Большевики тем и прекрасны, что они одиноки, что их не понимают».
Снова и снова возвращается он к этой мысли. Она говорит об очень многом. Вахтангов убеждённо ищет и начинает находить прекрасное за пределами той среды, в Которой он вырос и продолжает жить. Он стремится вырваться навстречу новому из тесного круга привычного и понятного. Но как вырваться? Где, в чём найти опору? Между режиссёром и широкой жизнью — так сложились в то время условия в его профессии — обычно стоит драматург, пьеса, она должна быть окном или, вернее, дверью в реальную современную жизнь, но это случается не часто… «У меня нет ничего для дерзания и нет ничего, чтобы быть одиноким и непонятым, но я, например, хорошо понимаю, что студия наша идёт вниз и что нет у неё духовного роста.
Надо взметнуть, а нечем. Надо ставить «Каина» [11] — у меня есть смелый план, пусть он нелепый. Надо ставить «Зори» [12] . Надо инсценировать библию. Надо сыграть мятежный дух народа.
Сейчас мелькнула мысль: хорошо, если б кто-нибудь написал пьесу, где нет ни одной отдельной роли. Во всех актах играет только толпа. Мятеж. Идут на преграду. Овладевают. Ликуют, Хоронят павших. Поют мировую песнь свободы.
Какое проклятье, что сам ничего не можешь! И заказать некому: что талантливо — то мелко, что охотно возьмём — то бездарно».
11
Байрона.
12
Э. Верхарна.
Вспомним замысел поставить пьесу о выводе Моисеем народа из Египта. Сейчас Вахтангов идёт дальше, он видит в движении масс борьбу, одоление преград. Но желание поставить революционную пьесу без индивидуальных героев, с участием одной толпы не отражает ли отношения к революции всецело как к стихии, лишённой организованного руководства?
И когда он больше всего нужен ученикам и ему больше всего хочется работать, Вахтангов прикован болезнью к койке. Больничная унылая серость… Куда девать свою тоску?.. Он пишет со злой иронией о себе:
Людям пора на архивные полки,Людям пора в замурованный склеп, —Им же в лопатки Вонзают иголки…Но гонит мысль о смерти и чувствует, что не может обходиться без молодых, жадных, доверчивых людей, влюблённых в искусство и в жизнь. Его тянет к ним. Только при них, только с ними живёт он полной, искренней жизнью, и не остаётся тогда следа от его апатии и от грызущей неудовлетворённости самим собой.

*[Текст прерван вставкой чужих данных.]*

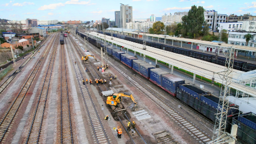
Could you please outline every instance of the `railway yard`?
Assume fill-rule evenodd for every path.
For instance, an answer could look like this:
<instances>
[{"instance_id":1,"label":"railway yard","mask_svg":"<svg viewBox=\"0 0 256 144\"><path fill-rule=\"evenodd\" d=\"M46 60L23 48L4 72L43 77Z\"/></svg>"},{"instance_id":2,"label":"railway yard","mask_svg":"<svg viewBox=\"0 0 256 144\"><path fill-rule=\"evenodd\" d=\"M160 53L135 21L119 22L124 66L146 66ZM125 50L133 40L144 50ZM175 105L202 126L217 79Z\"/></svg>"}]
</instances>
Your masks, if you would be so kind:
<instances>
[{"instance_id":1,"label":"railway yard","mask_svg":"<svg viewBox=\"0 0 256 144\"><path fill-rule=\"evenodd\" d=\"M184 94L185 90L181 85L185 87L187 83L194 84L189 86L200 90L195 91L197 93L200 93L198 91L218 93L221 91L220 87L182 71L174 71L173 67L159 64L158 68L163 75L171 75L175 80L182 80L174 90L165 87L163 82L161 82L162 78L158 78L161 77L161 74L157 75L155 80L149 77L154 75L148 71L150 66L146 70L147 73L143 74L122 60L121 56L125 55L121 54L127 53L134 56L131 58L133 62L140 60L144 62L141 63L150 63L155 68L157 60L146 59L141 54L121 49L123 48L117 46L124 46L142 53L144 50L138 45L140 44L118 38L112 40L106 36L109 47L106 49L107 53L101 51L100 48L103 45L100 41L104 35L96 32L90 32L90 35L88 33L76 29L65 36L62 32L50 34L35 49L34 53L25 56L17 62L13 70L0 81L0 143L210 142L217 108L212 105L212 108L207 106L206 108L206 104L202 106L203 104L198 102L196 103L196 99L203 97L202 94L194 98L196 100L192 100L189 92ZM108 51L109 49L111 51ZM114 49L121 50L117 51L119 59L114 56ZM101 68L102 52L105 56L104 63L108 65L104 71ZM163 62L171 61L171 65L179 65L179 68L190 65L190 68L186 70L205 77L211 77L212 71L221 71L224 67L193 58L185 59L179 54L150 47L147 47L144 53ZM87 57L88 60L81 60L87 55L94 57ZM233 71L234 74L241 72L236 69ZM222 81L221 74L216 74L216 81ZM103 81L96 83L96 79ZM106 82L103 82L105 80ZM175 85L176 83L173 86ZM200 89L200 85L204 86L203 90ZM255 94L254 90L244 85L236 83L231 87ZM106 91L112 93L103 96ZM114 93L127 95L119 99L122 99L119 107L116 107L115 110L113 109L114 106L106 103L107 96ZM190 99L190 104L186 98L184 100L185 95ZM135 106L132 107L135 101ZM199 105L203 108L195 108ZM230 105L236 107L235 104ZM204 112L205 110L208 111ZM231 115L238 113L232 110L230 112ZM105 119L106 115L109 117L108 120ZM136 126L131 126L132 130L129 131L127 124L133 121ZM227 125L230 126L232 123L232 119L227 120ZM122 129L121 139L117 136L118 128ZM243 132L238 130L239 132ZM236 143L248 142L241 137ZM247 139L256 142L254 137L250 136Z\"/></svg>"}]
</instances>

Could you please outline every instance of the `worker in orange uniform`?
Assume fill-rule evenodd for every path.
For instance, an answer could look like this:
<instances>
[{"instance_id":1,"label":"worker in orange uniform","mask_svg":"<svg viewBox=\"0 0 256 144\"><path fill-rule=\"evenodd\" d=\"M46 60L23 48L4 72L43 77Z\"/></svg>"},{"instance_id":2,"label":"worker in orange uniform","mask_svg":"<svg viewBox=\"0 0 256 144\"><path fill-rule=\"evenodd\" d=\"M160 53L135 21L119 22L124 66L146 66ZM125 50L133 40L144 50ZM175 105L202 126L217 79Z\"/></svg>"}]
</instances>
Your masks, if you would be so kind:
<instances>
[{"instance_id":1,"label":"worker in orange uniform","mask_svg":"<svg viewBox=\"0 0 256 144\"><path fill-rule=\"evenodd\" d=\"M119 129L118 130L118 138L121 139L122 136L122 129Z\"/></svg>"},{"instance_id":2,"label":"worker in orange uniform","mask_svg":"<svg viewBox=\"0 0 256 144\"><path fill-rule=\"evenodd\" d=\"M127 131L130 131L130 123L129 122L127 124Z\"/></svg>"}]
</instances>

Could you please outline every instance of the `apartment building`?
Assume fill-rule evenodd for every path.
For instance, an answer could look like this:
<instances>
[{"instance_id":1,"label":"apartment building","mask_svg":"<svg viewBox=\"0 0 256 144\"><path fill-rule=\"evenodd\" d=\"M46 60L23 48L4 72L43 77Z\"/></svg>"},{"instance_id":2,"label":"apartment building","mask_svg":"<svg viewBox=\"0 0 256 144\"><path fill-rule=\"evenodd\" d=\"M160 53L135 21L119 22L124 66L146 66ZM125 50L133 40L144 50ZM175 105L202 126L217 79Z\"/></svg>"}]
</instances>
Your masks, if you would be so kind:
<instances>
[{"instance_id":1,"label":"apartment building","mask_svg":"<svg viewBox=\"0 0 256 144\"><path fill-rule=\"evenodd\" d=\"M218 14L215 10L205 11L205 20L210 25L211 31L217 31L218 24L226 23L227 14Z\"/></svg>"},{"instance_id":2,"label":"apartment building","mask_svg":"<svg viewBox=\"0 0 256 144\"><path fill-rule=\"evenodd\" d=\"M117 27L120 28L121 27L120 24L120 11L114 12L114 21L115 25L117 26Z\"/></svg>"},{"instance_id":3,"label":"apartment building","mask_svg":"<svg viewBox=\"0 0 256 144\"><path fill-rule=\"evenodd\" d=\"M121 27L125 28L126 23L133 21L133 7L129 4L121 3L120 5L120 23Z\"/></svg>"},{"instance_id":4,"label":"apartment building","mask_svg":"<svg viewBox=\"0 0 256 144\"><path fill-rule=\"evenodd\" d=\"M256 16L253 16L250 13L238 16L235 14L231 14L227 18L227 22L238 22L238 21L256 20Z\"/></svg>"}]
</instances>

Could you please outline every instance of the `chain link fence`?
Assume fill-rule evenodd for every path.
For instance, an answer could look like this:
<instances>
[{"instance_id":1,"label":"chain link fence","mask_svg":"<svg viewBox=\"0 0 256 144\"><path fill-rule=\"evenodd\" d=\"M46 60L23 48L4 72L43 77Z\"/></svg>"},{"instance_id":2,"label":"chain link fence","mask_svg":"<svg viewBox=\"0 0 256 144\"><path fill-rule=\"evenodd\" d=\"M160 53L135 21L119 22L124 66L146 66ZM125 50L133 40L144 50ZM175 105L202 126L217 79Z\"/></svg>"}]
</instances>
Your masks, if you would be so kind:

Ну что ж? Если не ладится с одной молодёжной студией, не окажется ли более жизненной другая?.. Вахтангов берёт на себя обязательство организовать в течение двух лет студию, «путь которой после этого времени определится самой жизнью». Образование студии должно пойти по определённому плану, который будет осуществляться неизменно, как хочет Вахтангов, без всяких уступок чему бы то ни было.